A wave of healthcare mergers and acquisitions has made headlines lately, but it's not the first time in recent history that healthcare providers have attempted to consolidate their market power this way. In the 1990s hospital systems grew by acquisition and affiliation, but were largely unable to achieve the synergies they wanted. The motivation at that time was to protect -- by acquiring -- their referral base. This time they are driven largely by defensive pressures to increase their clout in negotiation with payers as well as to avoid being taken over themselves. Additionally, some recognize that to form an ACO they need to acquire some specialty practices in order to provide the range of services their assigned beneficiaries require.
These large-and growing-hospital systems are seen by some as an antidote to rising costs. Efficiencies of scale that can be achieved through consolidation will, it is anticipated, drive down costs thus leading to lower prices for all consumers whether government or privately insured. However our confidence in the hospital's ability to achieve these benefits is low based on previous experience in the 1990s and beyond.
In fact, the evidence already suggests the opposite is happening. Costs for basic services at a hospital are often significantly higher than at an independent provider. For example, the charge for a basic MRI in a hospital setting is estimated to be between $1700 and $2200, while the same procedure at an outpatient imaging center is charged at $700-$1000.
Why so much higher? Two often cited rationales are: first, that the hospitals have greater overheads - so much for the synergies of scale - and secondly, that large hospital systems are able to negotiate better reimbursement rates due to their size. Even if they could reduce the cost to treat, why would the hospital feel compelled to shrink their margin by lowering their reimbursement rate? Research from Northwestern University showed that prices were increased by about 40% after the merger of neighboring hospitals.
Another possible reason for such high cost is that the rates quoted from the chargemaster bear little or no relation to the costs incurred to provide service. The justification for the amount in the chargemaster is opaque. The lack of transparency allows hospitals to charge cash-paying patients (those who are uninsured or wealthy medical tourists) whatever they want. This figure is not connected to either the costs incurred or the amount negotiated - increasingly from a position of strength as the only provider in the community.

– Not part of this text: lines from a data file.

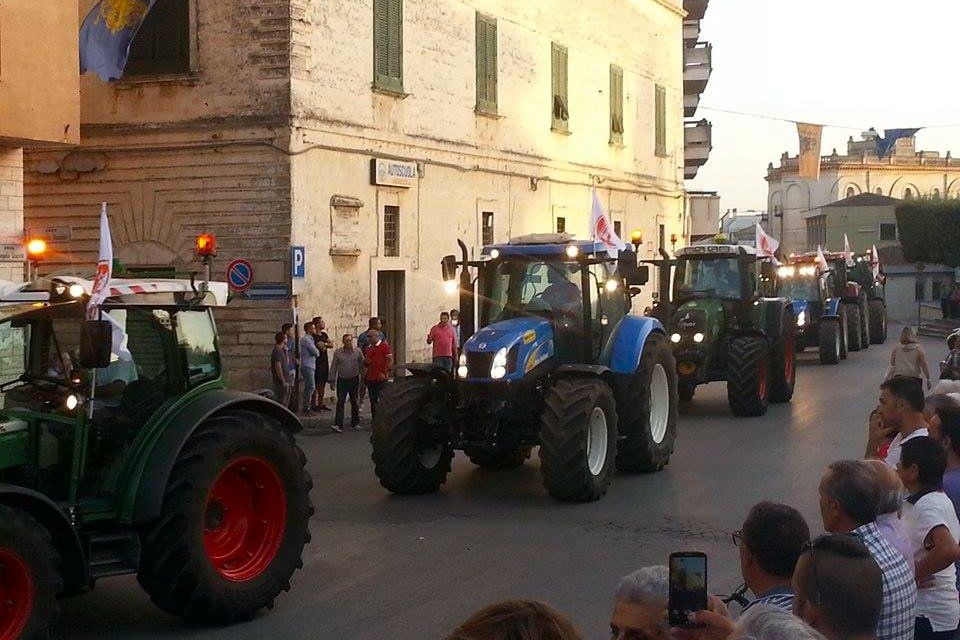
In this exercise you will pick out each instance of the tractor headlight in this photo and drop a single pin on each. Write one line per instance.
(498, 368)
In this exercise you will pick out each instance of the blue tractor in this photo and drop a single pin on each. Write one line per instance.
(558, 362)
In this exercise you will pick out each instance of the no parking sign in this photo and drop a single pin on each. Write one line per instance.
(239, 275)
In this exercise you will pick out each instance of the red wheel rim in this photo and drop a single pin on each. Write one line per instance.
(246, 516)
(16, 595)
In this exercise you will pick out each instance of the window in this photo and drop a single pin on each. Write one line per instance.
(388, 45)
(162, 46)
(660, 119)
(391, 231)
(561, 113)
(616, 104)
(888, 230)
(487, 228)
(486, 64)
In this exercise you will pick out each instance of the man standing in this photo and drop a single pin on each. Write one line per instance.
(308, 365)
(282, 381)
(444, 341)
(901, 413)
(378, 359)
(848, 504)
(345, 370)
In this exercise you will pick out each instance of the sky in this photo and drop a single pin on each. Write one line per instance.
(853, 63)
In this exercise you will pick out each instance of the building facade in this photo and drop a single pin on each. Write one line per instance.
(373, 134)
(904, 173)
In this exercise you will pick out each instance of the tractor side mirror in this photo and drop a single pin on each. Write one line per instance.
(96, 339)
(448, 265)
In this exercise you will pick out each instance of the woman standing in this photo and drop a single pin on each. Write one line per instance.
(908, 359)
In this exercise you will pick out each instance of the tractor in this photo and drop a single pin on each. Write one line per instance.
(821, 318)
(558, 362)
(122, 451)
(723, 327)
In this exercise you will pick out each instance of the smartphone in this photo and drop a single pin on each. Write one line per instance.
(688, 586)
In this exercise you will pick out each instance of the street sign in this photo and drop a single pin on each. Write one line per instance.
(298, 263)
(239, 275)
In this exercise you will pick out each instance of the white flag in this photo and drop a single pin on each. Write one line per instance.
(602, 230)
(847, 252)
(766, 245)
(101, 281)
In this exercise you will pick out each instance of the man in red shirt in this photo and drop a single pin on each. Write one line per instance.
(378, 358)
(443, 337)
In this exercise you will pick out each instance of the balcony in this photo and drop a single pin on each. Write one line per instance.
(697, 144)
(695, 9)
(697, 67)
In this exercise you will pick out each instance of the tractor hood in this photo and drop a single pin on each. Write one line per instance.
(528, 342)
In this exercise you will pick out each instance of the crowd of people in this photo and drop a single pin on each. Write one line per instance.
(887, 568)
(357, 369)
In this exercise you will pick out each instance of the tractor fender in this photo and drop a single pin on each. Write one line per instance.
(181, 423)
(73, 561)
(625, 345)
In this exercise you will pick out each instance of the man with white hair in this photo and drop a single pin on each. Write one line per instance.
(640, 608)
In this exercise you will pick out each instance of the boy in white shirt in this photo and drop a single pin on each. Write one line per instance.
(932, 525)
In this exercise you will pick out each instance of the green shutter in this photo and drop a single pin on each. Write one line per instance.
(486, 64)
(388, 45)
(616, 104)
(661, 121)
(560, 103)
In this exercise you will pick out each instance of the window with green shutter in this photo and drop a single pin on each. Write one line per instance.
(661, 120)
(616, 104)
(560, 107)
(486, 64)
(388, 45)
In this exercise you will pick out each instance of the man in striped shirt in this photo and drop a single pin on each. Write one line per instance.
(771, 541)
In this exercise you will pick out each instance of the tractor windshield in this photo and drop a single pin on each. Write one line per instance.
(713, 277)
(512, 288)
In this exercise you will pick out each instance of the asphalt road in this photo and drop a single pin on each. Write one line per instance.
(411, 568)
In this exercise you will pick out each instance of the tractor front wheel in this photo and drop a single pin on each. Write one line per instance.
(748, 376)
(648, 413)
(29, 580)
(234, 521)
(578, 439)
(407, 457)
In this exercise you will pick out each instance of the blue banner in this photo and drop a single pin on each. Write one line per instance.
(107, 33)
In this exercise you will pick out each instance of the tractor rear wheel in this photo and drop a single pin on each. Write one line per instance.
(878, 322)
(234, 521)
(648, 414)
(853, 328)
(783, 374)
(748, 376)
(830, 341)
(578, 439)
(407, 457)
(29, 579)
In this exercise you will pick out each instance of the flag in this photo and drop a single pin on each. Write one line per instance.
(821, 260)
(107, 33)
(890, 137)
(766, 245)
(602, 231)
(809, 149)
(847, 253)
(101, 281)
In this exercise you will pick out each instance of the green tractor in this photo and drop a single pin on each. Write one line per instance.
(723, 327)
(121, 451)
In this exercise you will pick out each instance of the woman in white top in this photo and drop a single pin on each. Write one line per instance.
(908, 359)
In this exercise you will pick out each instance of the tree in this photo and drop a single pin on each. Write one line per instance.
(930, 230)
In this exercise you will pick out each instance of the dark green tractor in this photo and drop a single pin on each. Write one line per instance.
(724, 326)
(121, 451)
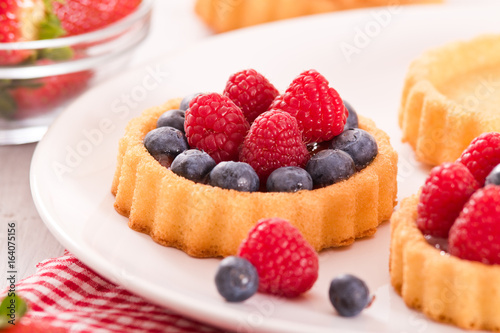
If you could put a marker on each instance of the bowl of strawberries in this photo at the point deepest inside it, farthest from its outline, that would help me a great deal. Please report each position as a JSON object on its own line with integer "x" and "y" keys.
{"x": 51, "y": 51}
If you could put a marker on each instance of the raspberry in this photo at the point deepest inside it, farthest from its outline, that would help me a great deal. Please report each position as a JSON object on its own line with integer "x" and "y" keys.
{"x": 482, "y": 155}
{"x": 251, "y": 91}
{"x": 446, "y": 190}
{"x": 476, "y": 233}
{"x": 287, "y": 265}
{"x": 319, "y": 110}
{"x": 215, "y": 125}
{"x": 274, "y": 141}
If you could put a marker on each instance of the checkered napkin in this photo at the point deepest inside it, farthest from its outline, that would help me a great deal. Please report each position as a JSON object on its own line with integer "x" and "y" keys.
{"x": 64, "y": 295}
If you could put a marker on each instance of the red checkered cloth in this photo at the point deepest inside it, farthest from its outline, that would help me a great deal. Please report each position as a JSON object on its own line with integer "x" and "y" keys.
{"x": 64, "y": 295}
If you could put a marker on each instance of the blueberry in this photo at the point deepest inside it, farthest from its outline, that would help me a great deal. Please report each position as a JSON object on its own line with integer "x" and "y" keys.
{"x": 289, "y": 179}
{"x": 193, "y": 164}
{"x": 349, "y": 295}
{"x": 494, "y": 176}
{"x": 186, "y": 100}
{"x": 352, "y": 119}
{"x": 330, "y": 166}
{"x": 236, "y": 279}
{"x": 172, "y": 118}
{"x": 358, "y": 143}
{"x": 239, "y": 176}
{"x": 165, "y": 143}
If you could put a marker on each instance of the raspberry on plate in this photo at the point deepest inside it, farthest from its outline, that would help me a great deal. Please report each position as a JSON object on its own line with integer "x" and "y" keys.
{"x": 274, "y": 141}
{"x": 287, "y": 265}
{"x": 482, "y": 155}
{"x": 215, "y": 125}
{"x": 318, "y": 108}
{"x": 446, "y": 190}
{"x": 251, "y": 91}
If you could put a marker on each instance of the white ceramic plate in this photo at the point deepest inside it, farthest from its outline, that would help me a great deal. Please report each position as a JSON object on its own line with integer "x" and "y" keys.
{"x": 364, "y": 54}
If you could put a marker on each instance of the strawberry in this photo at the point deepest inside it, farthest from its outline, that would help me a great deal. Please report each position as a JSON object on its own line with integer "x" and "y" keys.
{"x": 476, "y": 233}
{"x": 319, "y": 110}
{"x": 286, "y": 264}
{"x": 214, "y": 124}
{"x": 81, "y": 16}
{"x": 446, "y": 190}
{"x": 250, "y": 91}
{"x": 274, "y": 141}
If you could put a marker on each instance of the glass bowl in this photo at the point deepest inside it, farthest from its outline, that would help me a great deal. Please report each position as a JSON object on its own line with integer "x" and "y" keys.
{"x": 32, "y": 95}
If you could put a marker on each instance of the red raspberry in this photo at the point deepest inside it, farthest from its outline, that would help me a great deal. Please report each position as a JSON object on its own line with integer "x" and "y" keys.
{"x": 251, "y": 91}
{"x": 215, "y": 125}
{"x": 482, "y": 155}
{"x": 318, "y": 108}
{"x": 274, "y": 141}
{"x": 446, "y": 190}
{"x": 287, "y": 265}
{"x": 476, "y": 233}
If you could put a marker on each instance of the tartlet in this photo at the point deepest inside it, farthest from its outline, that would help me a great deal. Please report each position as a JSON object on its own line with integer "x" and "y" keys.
{"x": 451, "y": 95}
{"x": 207, "y": 221}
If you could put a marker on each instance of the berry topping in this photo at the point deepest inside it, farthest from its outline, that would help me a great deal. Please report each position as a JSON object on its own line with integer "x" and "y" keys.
{"x": 330, "y": 166}
{"x": 482, "y": 155}
{"x": 274, "y": 141}
{"x": 352, "y": 119}
{"x": 216, "y": 125}
{"x": 286, "y": 263}
{"x": 359, "y": 144}
{"x": 165, "y": 143}
{"x": 289, "y": 179}
{"x": 193, "y": 164}
{"x": 172, "y": 118}
{"x": 476, "y": 233}
{"x": 318, "y": 108}
{"x": 250, "y": 91}
{"x": 446, "y": 190}
{"x": 349, "y": 295}
{"x": 236, "y": 279}
{"x": 237, "y": 176}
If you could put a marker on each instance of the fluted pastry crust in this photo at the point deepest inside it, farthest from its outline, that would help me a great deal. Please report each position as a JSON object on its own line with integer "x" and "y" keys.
{"x": 445, "y": 288}
{"x": 206, "y": 221}
{"x": 451, "y": 95}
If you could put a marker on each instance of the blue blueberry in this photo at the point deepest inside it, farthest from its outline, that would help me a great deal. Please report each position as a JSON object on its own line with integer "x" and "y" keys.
{"x": 352, "y": 119}
{"x": 359, "y": 144}
{"x": 494, "y": 176}
{"x": 349, "y": 295}
{"x": 289, "y": 179}
{"x": 165, "y": 143}
{"x": 330, "y": 166}
{"x": 172, "y": 118}
{"x": 239, "y": 176}
{"x": 236, "y": 279}
{"x": 193, "y": 164}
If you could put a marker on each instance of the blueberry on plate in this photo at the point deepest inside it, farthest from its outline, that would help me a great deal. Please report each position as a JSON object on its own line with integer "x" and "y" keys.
{"x": 165, "y": 143}
{"x": 239, "y": 176}
{"x": 172, "y": 118}
{"x": 193, "y": 164}
{"x": 359, "y": 144}
{"x": 236, "y": 279}
{"x": 330, "y": 166}
{"x": 289, "y": 179}
{"x": 349, "y": 295}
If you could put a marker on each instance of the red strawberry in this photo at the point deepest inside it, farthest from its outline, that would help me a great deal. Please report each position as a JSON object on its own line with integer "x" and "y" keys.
{"x": 318, "y": 108}
{"x": 476, "y": 233}
{"x": 215, "y": 125}
{"x": 81, "y": 16}
{"x": 446, "y": 190}
{"x": 287, "y": 265}
{"x": 274, "y": 141}
{"x": 482, "y": 155}
{"x": 251, "y": 91}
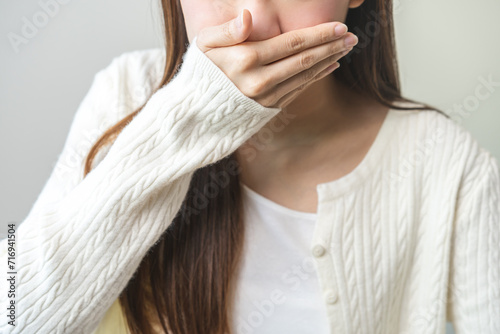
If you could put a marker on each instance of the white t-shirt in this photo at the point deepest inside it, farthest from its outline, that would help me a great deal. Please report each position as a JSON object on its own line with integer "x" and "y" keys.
{"x": 278, "y": 289}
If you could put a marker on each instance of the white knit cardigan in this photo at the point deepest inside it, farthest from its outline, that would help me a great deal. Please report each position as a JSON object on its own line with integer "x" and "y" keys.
{"x": 408, "y": 240}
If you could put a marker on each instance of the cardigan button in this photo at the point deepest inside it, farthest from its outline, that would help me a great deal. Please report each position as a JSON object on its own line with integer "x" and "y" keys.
{"x": 331, "y": 297}
{"x": 318, "y": 250}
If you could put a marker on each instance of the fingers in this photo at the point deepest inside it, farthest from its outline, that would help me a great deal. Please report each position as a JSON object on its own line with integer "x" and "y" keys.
{"x": 296, "y": 41}
{"x": 284, "y": 69}
{"x": 229, "y": 33}
{"x": 289, "y": 89}
{"x": 285, "y": 100}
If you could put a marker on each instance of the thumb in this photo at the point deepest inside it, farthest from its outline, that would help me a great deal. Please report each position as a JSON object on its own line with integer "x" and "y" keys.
{"x": 229, "y": 33}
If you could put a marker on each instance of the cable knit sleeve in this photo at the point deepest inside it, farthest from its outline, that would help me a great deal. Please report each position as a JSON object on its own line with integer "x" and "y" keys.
{"x": 75, "y": 253}
{"x": 474, "y": 286}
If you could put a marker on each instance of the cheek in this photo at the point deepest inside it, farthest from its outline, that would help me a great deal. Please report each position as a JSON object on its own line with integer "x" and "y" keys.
{"x": 311, "y": 13}
{"x": 201, "y": 14}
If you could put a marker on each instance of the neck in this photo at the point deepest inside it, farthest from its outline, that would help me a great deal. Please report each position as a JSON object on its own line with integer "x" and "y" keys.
{"x": 323, "y": 109}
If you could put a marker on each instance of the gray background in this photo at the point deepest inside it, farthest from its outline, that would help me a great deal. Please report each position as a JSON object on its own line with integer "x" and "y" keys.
{"x": 444, "y": 49}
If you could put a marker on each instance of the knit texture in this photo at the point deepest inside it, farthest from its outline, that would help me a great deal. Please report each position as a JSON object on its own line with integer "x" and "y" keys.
{"x": 406, "y": 241}
{"x": 78, "y": 248}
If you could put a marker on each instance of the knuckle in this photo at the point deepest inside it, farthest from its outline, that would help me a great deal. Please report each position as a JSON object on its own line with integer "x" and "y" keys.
{"x": 258, "y": 86}
{"x": 295, "y": 42}
{"x": 227, "y": 32}
{"x": 324, "y": 36}
{"x": 246, "y": 58}
{"x": 308, "y": 75}
{"x": 306, "y": 60}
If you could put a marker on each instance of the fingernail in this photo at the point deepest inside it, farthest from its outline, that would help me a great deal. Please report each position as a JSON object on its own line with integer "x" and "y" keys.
{"x": 239, "y": 21}
{"x": 340, "y": 29}
{"x": 350, "y": 40}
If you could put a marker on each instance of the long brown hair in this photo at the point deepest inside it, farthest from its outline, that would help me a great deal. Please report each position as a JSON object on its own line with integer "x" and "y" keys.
{"x": 185, "y": 282}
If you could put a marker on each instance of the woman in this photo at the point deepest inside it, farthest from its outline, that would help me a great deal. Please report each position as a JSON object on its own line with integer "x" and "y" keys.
{"x": 255, "y": 192}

Hospital systems have a poor track record of creating value from acquisitions and consolidation. They haven't successfully integrated physician practices, nor have they leveraged their scale to reduce their costs and manage their overhead allocation. This is largely because nobody has held them accountable. As long as there continues to be a lack of transparency about not only what they charge but how they calculate these figures, they will continue to create fantastic numbers for inclusion in the chargemaster and use their dominant market position to defend their reimbursement levels.